The one-child policy was implemented in Rudong before other parts of China, and as of 2023 it is China's oldest county: almost 39% of the population is aged 60 or older, compared to 18.7% nationwide.

== Economy ==
Rudong is located on the bank of the Yellow Sea. As a result, there is a sizable fishing industry and the county was named "the place of seafood in China" by the Chinese Cooking Association in 2007. Rudong also contains a harbor for commercial cargo.
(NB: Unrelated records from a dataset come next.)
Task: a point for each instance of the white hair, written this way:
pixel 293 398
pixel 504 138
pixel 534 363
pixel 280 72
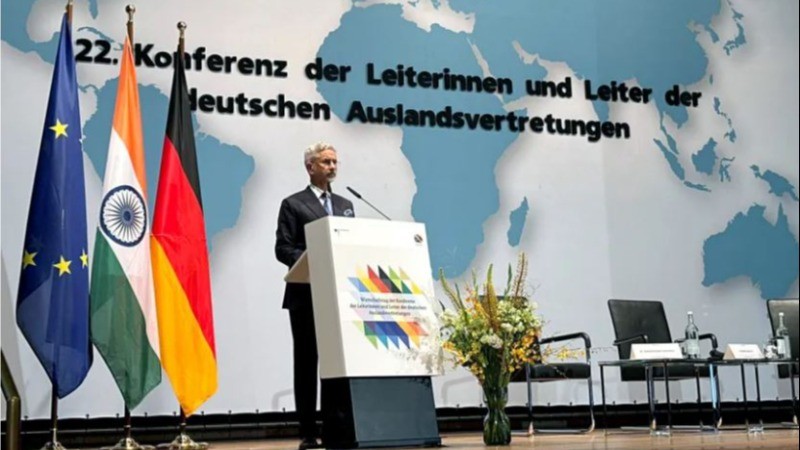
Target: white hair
pixel 313 150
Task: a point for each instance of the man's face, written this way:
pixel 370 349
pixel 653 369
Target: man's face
pixel 323 168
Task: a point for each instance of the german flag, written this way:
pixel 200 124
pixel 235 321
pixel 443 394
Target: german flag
pixel 180 260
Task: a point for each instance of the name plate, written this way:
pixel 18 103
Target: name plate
pixel 656 351
pixel 742 351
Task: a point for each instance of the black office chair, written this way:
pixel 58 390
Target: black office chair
pixel 790 307
pixel 644 321
pixel 545 372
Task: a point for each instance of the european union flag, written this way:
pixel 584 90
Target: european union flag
pixel 53 298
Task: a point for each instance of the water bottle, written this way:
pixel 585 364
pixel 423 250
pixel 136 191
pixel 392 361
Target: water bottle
pixel 691 344
pixel 782 339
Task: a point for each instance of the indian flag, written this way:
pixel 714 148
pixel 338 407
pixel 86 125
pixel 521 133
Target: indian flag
pixel 123 311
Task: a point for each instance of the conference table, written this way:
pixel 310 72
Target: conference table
pixel 713 365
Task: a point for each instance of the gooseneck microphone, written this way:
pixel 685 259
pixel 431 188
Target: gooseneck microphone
pixel 358 196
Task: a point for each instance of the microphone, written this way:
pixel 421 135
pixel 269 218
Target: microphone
pixel 358 196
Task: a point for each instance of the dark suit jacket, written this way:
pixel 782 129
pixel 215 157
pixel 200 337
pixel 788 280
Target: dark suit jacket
pixel 290 239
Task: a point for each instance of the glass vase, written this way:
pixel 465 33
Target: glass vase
pixel 496 425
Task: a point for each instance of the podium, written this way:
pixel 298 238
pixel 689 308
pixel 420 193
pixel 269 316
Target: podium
pixel 377 331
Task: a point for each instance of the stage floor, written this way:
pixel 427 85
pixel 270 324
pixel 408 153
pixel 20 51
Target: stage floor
pixel 772 439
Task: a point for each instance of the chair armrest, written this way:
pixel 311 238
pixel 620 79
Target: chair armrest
pixel 710 337
pixel 587 342
pixel 632 339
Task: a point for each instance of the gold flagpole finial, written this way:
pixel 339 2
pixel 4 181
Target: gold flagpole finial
pixel 70 4
pixel 181 30
pixel 130 9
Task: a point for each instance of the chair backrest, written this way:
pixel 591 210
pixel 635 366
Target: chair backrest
pixel 790 307
pixel 637 317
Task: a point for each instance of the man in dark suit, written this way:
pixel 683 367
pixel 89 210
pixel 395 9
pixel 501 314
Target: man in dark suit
pixel 313 202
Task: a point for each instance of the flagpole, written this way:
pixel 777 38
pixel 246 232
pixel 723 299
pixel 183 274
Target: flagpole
pixel 69 12
pixel 127 442
pixel 183 441
pixel 54 444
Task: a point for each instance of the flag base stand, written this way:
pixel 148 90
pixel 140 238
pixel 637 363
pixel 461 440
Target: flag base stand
pixel 128 444
pixel 183 442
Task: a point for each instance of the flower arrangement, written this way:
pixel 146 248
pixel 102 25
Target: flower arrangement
pixel 493 336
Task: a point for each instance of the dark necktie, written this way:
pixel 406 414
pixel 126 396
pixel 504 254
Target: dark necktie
pixel 326 201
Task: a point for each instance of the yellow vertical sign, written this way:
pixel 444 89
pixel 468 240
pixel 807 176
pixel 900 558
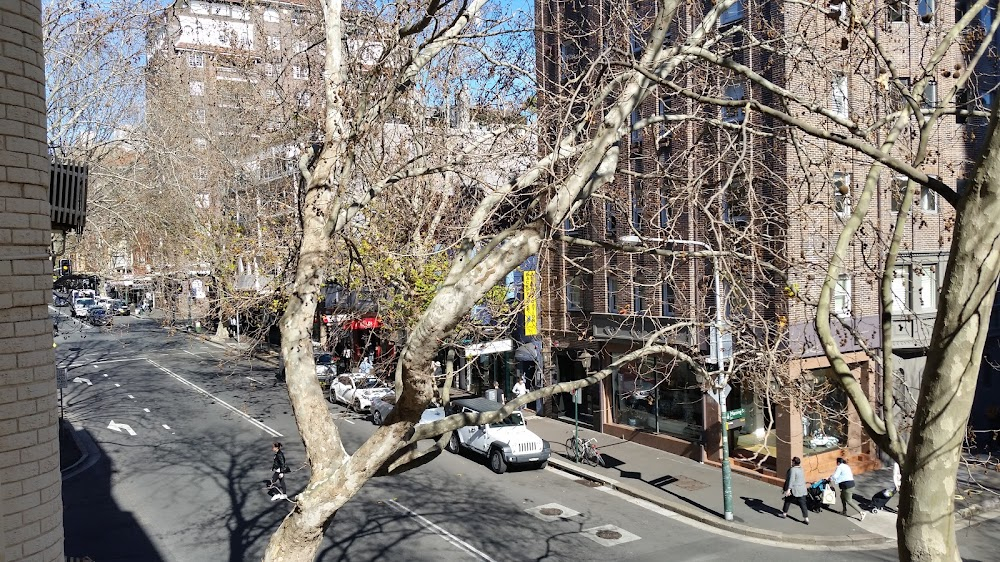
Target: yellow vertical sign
pixel 530 304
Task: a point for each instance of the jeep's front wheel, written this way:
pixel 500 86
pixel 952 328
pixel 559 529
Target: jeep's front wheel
pixel 497 464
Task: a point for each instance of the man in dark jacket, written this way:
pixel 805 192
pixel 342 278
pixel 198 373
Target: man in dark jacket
pixel 278 470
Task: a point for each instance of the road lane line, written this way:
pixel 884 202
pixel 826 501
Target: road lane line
pixel 438 530
pixel 225 404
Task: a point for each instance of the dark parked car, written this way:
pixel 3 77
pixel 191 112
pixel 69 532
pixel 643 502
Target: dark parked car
pixel 99 316
pixel 118 308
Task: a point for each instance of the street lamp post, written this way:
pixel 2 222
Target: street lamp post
pixel 719 383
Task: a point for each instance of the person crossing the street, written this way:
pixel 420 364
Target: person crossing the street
pixel 278 470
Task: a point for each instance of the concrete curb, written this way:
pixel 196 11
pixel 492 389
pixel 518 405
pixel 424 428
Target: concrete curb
pixel 860 539
pixel 89 453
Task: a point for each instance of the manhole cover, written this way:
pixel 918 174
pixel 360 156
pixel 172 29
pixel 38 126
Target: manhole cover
pixel 609 535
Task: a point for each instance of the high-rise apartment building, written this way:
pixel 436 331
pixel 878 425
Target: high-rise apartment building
pixel 760 203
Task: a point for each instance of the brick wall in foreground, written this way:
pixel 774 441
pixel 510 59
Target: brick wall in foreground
pixel 30 484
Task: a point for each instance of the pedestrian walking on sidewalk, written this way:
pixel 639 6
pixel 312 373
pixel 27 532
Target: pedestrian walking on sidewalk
pixel 519 390
pixel 843 477
pixel 276 485
pixel 795 489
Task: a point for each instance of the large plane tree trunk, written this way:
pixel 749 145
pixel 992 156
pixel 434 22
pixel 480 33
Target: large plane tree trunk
pixel 926 523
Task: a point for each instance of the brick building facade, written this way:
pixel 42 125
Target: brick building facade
pixel 30 483
pixel 773 194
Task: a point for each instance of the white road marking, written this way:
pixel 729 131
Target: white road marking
pixel 120 426
pixel 225 404
pixel 437 529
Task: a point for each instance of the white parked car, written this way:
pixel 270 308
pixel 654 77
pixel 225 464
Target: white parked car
pixel 82 306
pixel 357 391
pixel 505 442
pixel 384 404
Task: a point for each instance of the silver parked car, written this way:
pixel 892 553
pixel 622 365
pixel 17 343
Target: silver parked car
pixel 383 405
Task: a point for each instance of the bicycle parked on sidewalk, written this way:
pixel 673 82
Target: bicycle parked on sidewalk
pixel 584 449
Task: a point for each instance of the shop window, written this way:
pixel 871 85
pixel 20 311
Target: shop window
pixel 824 418
pixel 659 397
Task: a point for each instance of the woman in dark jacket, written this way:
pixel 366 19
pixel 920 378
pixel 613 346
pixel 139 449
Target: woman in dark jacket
pixel 278 468
pixel 795 489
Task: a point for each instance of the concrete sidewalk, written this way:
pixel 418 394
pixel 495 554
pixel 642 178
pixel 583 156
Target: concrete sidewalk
pixel 694 490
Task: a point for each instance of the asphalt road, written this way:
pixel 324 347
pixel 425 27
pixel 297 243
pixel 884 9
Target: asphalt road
pixel 187 485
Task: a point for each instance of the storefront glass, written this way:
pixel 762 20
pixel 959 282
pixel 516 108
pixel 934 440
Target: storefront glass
pixel 824 420
pixel 661 397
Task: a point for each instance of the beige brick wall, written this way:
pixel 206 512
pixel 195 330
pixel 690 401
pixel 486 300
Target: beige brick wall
pixel 30 482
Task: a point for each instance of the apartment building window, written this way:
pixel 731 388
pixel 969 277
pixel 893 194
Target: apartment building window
pixel 610 218
pixel 842 193
pixel 925 283
pixel 574 293
pixel 734 114
pixel 612 284
pixel 900 289
pixel 664 211
pixel 638 299
pixel 732 14
pixel 896 10
pixel 668 298
pixel 898 192
pixel 839 102
pixel 928 199
pixel 925 10
pixel 635 136
pixel 930 95
pixel 841 305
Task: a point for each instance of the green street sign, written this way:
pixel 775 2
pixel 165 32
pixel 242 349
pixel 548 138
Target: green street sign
pixel 735 414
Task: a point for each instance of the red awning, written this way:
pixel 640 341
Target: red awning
pixel 363 324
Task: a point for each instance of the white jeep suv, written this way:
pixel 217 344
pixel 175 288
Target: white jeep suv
pixel 505 442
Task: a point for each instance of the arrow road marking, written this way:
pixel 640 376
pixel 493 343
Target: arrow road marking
pixel 222 402
pixel 120 426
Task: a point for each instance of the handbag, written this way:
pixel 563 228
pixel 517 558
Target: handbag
pixel 829 496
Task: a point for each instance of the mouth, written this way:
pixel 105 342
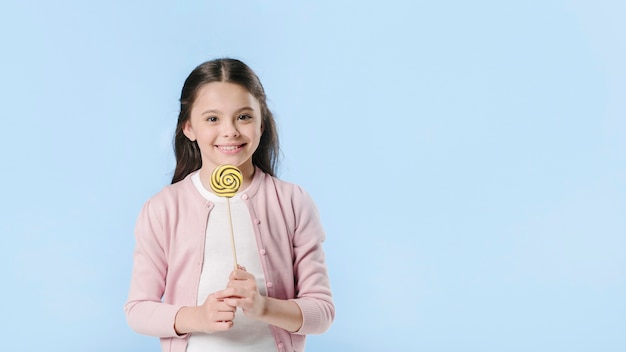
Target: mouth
pixel 230 148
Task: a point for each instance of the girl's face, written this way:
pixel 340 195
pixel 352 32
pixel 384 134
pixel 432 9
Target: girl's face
pixel 226 122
Yankou Harbor was launched in May 2011 and includes a facility for unloading liquified natural gas. In addition, there is a wind farm near Rudong's sea bank. The farm contained 217 turbines as of 2009, making it the largest in the country in its grade.

==Education==
Jiangsu Rudong Senior High School was founded in 1938.

==Transportation==
The Hai'an–Rudong railway opened in 2014 and has two passenger stations in Rudong County: Bingcha and Rudong.